Na década de 1970, a segunda onda tratou de ampliar o acesso à justiça para grupos que detinham interesses coletivos, difusos ou homogêneos, como os consumidores e as minorias. Entre nós, isso influenciou a criação de leis como o CDC e a lei da ação civil pública, ambas, instrumentos que permitem a tutela de interesses de grupo. A Justiça Multiportas se insere aqui ao proporcionar vias alternativas de resolução para esses conflitos complexos e que exigem instrumentos diferenciados de mediação e conciliação.
Finalmente, a terceira onda começou na década de 1980 com foco na busca pela eficiência e qualidade da justiça. Isso envolve reduzir a morosidade e o acúmulo de processos judiciais.
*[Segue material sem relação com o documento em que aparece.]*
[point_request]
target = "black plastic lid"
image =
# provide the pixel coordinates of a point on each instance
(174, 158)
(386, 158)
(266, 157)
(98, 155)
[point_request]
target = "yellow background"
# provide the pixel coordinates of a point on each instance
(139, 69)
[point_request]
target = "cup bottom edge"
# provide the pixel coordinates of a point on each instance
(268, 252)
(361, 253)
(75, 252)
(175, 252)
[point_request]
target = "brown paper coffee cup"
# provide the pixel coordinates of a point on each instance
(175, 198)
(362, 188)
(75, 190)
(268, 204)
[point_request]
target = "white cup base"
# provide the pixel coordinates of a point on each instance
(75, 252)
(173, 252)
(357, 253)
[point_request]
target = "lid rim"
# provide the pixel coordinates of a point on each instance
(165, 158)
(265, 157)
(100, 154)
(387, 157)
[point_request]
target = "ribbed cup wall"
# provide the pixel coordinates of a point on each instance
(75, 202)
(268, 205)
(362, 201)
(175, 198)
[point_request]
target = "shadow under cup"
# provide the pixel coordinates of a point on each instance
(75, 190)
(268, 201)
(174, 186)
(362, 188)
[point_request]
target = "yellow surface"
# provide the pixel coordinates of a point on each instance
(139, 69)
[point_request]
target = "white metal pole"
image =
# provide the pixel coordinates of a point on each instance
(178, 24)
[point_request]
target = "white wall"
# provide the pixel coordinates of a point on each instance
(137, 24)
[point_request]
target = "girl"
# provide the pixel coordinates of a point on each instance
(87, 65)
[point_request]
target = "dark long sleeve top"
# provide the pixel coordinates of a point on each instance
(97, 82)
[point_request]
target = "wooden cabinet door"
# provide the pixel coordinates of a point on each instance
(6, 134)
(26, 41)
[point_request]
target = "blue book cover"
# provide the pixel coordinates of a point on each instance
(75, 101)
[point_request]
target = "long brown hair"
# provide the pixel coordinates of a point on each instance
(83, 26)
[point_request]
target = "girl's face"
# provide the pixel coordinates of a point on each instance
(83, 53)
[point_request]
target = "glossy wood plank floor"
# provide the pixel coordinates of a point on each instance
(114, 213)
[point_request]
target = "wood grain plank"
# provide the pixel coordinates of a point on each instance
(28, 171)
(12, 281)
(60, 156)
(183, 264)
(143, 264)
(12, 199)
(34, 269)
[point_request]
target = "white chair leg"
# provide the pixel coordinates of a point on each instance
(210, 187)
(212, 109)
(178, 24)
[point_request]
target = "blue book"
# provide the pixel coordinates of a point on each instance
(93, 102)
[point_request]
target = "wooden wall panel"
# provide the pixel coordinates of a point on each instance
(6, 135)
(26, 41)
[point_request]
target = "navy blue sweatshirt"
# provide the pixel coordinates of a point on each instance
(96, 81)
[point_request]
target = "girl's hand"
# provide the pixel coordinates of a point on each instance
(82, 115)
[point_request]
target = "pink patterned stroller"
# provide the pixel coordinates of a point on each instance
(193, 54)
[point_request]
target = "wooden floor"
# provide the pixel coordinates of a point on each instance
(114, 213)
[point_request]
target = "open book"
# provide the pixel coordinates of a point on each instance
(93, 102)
A Justiça Multiportas surge, nesse caso, como resposta, na medida em que ao desviar parte dos conflitos para métodos alternativos de resolução, promove uma economia de tempo e de recursos e evita a sobrecarga do Judiciário.
No Brasil, a ideia de Justiça Multiportas começou a ser incorporada como política pública de acesso à Justiça, com mais efetividade, nos anos 2000, ganhando um impulso significativo com a resolução 125 do CNJ, em 2010.
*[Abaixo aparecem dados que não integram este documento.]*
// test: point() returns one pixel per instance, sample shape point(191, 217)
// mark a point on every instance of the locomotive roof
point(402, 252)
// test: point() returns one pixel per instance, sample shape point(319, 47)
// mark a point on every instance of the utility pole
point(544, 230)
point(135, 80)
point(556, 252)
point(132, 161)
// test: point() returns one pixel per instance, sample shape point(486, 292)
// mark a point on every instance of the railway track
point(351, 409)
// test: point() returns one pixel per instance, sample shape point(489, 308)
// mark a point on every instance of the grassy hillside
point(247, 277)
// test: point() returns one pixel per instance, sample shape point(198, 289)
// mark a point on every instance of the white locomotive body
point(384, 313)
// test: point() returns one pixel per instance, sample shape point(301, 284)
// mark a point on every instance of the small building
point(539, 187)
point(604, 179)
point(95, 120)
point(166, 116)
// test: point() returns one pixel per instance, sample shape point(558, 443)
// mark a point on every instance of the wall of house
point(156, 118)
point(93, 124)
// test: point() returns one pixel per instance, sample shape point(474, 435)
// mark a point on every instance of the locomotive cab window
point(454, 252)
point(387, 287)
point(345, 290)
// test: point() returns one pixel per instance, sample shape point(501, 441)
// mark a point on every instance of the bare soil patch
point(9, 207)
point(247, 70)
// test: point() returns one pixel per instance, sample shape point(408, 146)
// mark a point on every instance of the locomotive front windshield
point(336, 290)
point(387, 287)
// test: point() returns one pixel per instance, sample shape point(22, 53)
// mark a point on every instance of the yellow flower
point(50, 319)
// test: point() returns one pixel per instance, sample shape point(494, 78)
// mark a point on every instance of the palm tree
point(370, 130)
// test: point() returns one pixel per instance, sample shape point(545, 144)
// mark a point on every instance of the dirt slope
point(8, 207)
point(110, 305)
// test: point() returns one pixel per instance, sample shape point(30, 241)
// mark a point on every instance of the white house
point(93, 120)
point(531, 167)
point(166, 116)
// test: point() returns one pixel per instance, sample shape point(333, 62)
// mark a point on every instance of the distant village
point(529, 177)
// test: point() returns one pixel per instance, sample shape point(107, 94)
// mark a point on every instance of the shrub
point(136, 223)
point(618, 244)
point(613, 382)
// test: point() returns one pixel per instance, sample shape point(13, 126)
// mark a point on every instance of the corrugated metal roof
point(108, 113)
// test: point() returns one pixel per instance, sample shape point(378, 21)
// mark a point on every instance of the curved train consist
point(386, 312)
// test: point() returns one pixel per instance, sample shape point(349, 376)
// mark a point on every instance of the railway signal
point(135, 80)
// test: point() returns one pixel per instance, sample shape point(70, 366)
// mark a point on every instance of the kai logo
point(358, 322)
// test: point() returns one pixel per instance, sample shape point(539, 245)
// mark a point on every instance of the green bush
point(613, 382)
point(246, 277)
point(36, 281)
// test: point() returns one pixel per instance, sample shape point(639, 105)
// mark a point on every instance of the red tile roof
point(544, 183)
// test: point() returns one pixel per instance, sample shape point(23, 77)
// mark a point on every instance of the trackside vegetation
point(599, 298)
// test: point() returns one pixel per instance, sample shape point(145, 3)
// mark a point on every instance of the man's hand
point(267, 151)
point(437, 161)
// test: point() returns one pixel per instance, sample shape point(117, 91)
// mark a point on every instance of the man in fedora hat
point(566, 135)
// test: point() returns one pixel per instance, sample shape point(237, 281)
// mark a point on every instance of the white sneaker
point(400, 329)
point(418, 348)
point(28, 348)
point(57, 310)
Essa resolução instituiu a Política Judiciária Nacional de Tratamento Adequado dos Conflitos de Interesses e orientou os Tribunais a implementarem CEJUSCs - Centros Judiciários de Solução de Conflitos e Cidadania, espaços dedicados à realização de sessões de mediação e conciliação. O objetivo foi estabelecer uma política pública permanente de resolução alternativa de conflitos no país, reconhecendo a importância de métodos como a conciliação e a mediação para promover uma justiça mais célere e eficiente.
Com o advento do CPC/15, o Brasil consolidou a Justiça Multiportas em seu sistema processual geral. O CPC/15 estabeleceu a conciliação e a mediação como etapas obrigatórias nos processos cíveis, enfatizando a busca por uma resolução consensual antes do encaminhamento ao julgamento.
Neste artigo, será utilizado o termo extrajudicialização para se referir à possibilidade de solução de controvérsias anteriormente desempenhadas pelo Poder Judiciário para as serventias extrajudiciais e outros meios consensuais de resolução de conflitos. A escolha desse termo se dá pelo fato de que "desjudicialização" poderia sugerir a ideia de exclusão definitiva da apreciação judicial, enquanto a extrajudicialização ressalta que, embora a solução possa ocorrer fora do Judiciário, permanece resguardado o direito de recorrer a ele sempre que necessário.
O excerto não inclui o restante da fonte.